Many companies are now required to have a “Science-based Target” for their emissions, but how do we stop these from becoming greenwashing exercises or, worse, incentives for “brownscraping” – concentrating polluting assets to hide them from environmental scrutiny? Instead of decarbonising companies and their financial portfolios, this lecture discusses the need to decarbonise products and services themselves. A company must be able to explain how they plan to stop what they sell from causing global warming – the rest is detail.
Speaker: Professor Myles Allen, Gresham Frank Jackson Foundation Professor of the Environment (2022-)
Professor Myles Allen took his first degree in Physics and Philosophy, followed by a doctorate in Atmospheric, Oceanic and Planetary Physics, both at the University of Oxford. He has worked at Oxford for most of his career, with early stints at MIT and the UN Environment Programme in Kenya, and is currently Director of the Oxford Net Zero initiative.
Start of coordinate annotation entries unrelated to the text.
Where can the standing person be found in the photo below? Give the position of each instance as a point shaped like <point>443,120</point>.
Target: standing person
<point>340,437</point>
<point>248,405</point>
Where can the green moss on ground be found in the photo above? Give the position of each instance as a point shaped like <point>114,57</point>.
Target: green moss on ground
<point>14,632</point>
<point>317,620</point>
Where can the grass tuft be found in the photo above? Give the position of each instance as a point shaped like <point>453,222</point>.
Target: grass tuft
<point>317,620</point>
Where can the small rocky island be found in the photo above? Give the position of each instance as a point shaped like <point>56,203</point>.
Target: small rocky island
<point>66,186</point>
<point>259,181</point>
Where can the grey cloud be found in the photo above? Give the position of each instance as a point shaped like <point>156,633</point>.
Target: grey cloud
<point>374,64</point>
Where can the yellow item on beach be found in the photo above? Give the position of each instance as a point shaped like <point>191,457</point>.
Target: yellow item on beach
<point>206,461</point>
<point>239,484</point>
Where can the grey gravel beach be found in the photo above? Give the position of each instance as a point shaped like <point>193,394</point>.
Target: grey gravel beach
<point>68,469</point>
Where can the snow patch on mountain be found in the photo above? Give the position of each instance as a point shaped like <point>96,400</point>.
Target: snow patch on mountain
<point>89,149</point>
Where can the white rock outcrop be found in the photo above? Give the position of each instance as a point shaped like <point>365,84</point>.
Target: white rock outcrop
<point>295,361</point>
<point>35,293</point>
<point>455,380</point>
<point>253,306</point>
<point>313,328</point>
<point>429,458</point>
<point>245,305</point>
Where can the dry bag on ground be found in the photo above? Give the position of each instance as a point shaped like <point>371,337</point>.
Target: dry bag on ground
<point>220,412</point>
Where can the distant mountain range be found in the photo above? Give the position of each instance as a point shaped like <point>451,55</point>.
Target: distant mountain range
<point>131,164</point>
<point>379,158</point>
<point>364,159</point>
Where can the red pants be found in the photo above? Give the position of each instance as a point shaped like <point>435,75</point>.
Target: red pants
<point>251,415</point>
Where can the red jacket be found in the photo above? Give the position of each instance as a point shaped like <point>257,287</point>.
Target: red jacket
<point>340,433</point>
He has contributed extensively to the Intergovernmental Panel on Climate Change (IPCC), including as Coordinating Lead Author for the 2018 IPCC Special Report on Global Warming of 1.5°C. He has published extensively on how human and natural influences on climate contribute to observed climate change and extreme weather risk, and the implications for adaptation and mitigation policy.
He was awarded the Appleton Medal and Prize by the Institute of Physics in 2010, and in 2022 a CBE for services to climate change attribution, prediction and net zero. In 2023, he was elected a Fellow of the Royal Society.